Jeudi de la 1ere semaine du temps ordinaire

Sur Genèse 4, 1-24
Le sang versé du Juste crie de la terre
Sévérien de Gabala
Homélie sur les sacrifices de Caïn et les offrandes d’Abel

Nous rencontrons aujourd’hui dans notre lecture l’histoire de Caïn et Abel. L’un et l’autre avaient l’air d’honorer Dieu par un culte identique, mais, en fait, ils présentaient leurs offrandes avec des dispositions bien différentes. Celles de l’aîné n’avaient que l’apparence d’un don, celles du plus jeune, au contraire, témoignaient de sa révérence et de sa piété.
De là, naquirent des sentiments d’envie, car la piété, qui attend sa récompense du Juge suprême, s’attire toujours la jalousie des méchants.
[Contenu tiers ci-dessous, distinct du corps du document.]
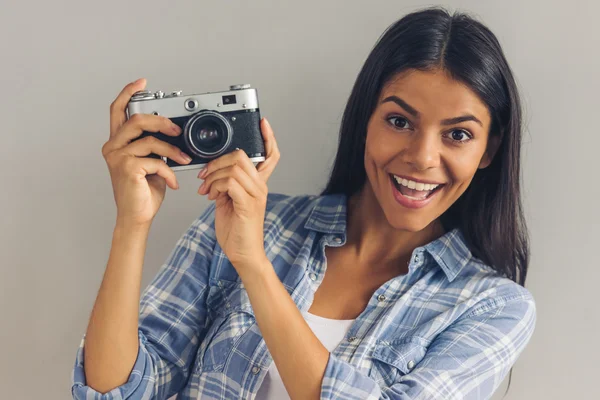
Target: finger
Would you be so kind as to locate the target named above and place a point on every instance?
(148, 166)
(117, 107)
(234, 172)
(150, 144)
(238, 157)
(139, 123)
(266, 168)
(233, 189)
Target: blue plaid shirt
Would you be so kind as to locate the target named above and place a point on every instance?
(449, 329)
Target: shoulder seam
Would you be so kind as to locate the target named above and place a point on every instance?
(494, 303)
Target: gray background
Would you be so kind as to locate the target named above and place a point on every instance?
(63, 62)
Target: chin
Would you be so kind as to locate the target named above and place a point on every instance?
(406, 223)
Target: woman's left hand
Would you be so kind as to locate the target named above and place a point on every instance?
(240, 190)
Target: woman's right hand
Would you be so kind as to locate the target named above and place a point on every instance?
(139, 183)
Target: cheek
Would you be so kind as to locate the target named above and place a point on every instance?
(461, 169)
(380, 149)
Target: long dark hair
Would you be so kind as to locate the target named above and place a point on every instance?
(489, 213)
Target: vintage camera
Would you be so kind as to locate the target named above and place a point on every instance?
(212, 124)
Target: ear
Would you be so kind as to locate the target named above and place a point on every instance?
(492, 147)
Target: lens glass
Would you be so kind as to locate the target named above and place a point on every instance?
(209, 135)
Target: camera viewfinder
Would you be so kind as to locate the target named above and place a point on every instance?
(229, 99)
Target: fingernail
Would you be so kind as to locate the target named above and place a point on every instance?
(202, 173)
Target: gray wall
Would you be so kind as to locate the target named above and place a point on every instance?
(63, 62)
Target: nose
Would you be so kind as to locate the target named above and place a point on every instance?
(423, 150)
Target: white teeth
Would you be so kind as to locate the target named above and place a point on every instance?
(415, 185)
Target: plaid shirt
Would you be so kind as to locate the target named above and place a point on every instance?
(449, 329)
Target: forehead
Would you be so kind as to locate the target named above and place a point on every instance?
(435, 93)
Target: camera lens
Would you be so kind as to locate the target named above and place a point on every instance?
(207, 134)
(191, 104)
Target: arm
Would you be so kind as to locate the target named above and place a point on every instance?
(172, 321)
(111, 338)
(472, 356)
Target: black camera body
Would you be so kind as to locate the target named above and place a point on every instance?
(212, 124)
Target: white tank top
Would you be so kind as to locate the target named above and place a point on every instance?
(329, 331)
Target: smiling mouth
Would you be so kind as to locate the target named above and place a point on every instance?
(414, 190)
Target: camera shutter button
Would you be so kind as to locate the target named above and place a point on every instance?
(240, 86)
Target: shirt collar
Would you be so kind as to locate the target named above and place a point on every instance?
(449, 251)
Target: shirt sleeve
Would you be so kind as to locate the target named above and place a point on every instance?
(468, 360)
(172, 321)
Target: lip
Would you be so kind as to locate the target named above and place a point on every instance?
(410, 203)
(416, 180)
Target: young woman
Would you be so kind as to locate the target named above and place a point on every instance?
(403, 279)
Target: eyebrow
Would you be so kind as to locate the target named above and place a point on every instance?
(411, 110)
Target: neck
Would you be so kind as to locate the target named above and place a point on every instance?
(374, 241)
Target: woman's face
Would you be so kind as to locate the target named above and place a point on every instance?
(425, 140)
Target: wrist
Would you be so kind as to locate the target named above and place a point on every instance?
(256, 269)
(130, 227)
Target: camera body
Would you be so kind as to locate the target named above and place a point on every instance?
(212, 124)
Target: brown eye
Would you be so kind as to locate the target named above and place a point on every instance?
(399, 122)
(459, 135)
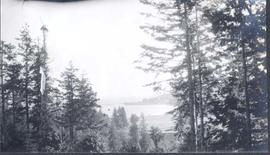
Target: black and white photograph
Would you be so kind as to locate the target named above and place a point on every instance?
(134, 76)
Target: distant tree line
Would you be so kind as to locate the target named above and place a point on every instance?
(134, 136)
(215, 55)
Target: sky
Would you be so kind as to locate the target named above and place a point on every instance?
(101, 37)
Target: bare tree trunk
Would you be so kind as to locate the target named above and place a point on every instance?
(268, 63)
(245, 79)
(200, 82)
(191, 86)
(3, 104)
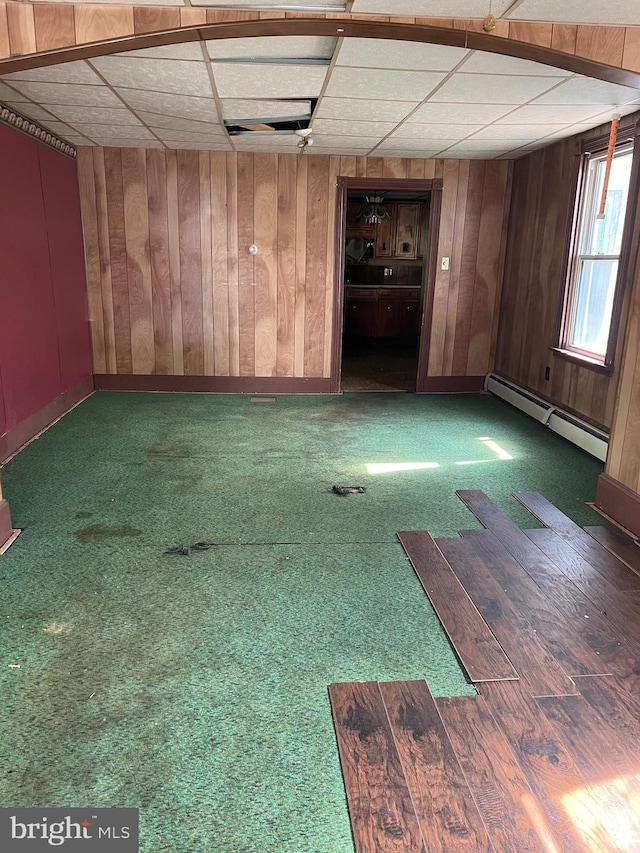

Abel fut donc assassiné : il fut le premier à confesser la justice, le premier à vénérer la piété, le premier à honorer la fidélité, à adorer Dieu en vérité.
Je trouve ainsi en saint Abel l’image du Christ. Le Sauveur, certes, est le Juste par excellence, le Prince de ces justes qui ont reçu la nouvelle naissance quand eut pris fin le règne de la loi. Mais parmi tous les hommes de l’ancienne Alliance, le prince de la justice, c’est Abel. Dans l’ordre de la régénération de la nature humaine accomplie par le Seigneur de tous, tu rencontres en premier le corps du Seigneur ; de même dans l’économie ancienne, comme prémices de la justice, tu trouves Abel. Oui, il est vraiment le prince des justes de l’Ancien Testament, comme le Christ est le Prince des justes du Nouveau.
Chose admirable : parce qu’il a combattu le premier pour la justice, Abel eut l’honneur de souffrir le premier pour la piété ! Il est vraiment la figure du Christ qui fut mis à mort à cause de la vérité. Le sang d’Abel annonçait le sang du Christ. Il criait de la terre ; le sang du Seigneur crie lui aussi. Mais le sang d’Abel était supplication, le sang du Christ est la réconciliation du monde. C’est pourquoi l’Apôtre, faisant mémoire de l’un et de l‘autre, confesse la supériorité du sang du Christ : Nous nous sommes approchés du Dieu vivant, le Juge universel, des âmes des justes arrivés à la perfection et d’un sang purificateur qui parle plus fort que celui d’Abel (Hébreux 12,22-24).
Oui, ce sang parle, il supplie pour les pécheurs, il intercède pour le monde. Le sang du Christ, c’est vraiment la purification du monde ; le sang du Christ, c’est la rédemption des hommes !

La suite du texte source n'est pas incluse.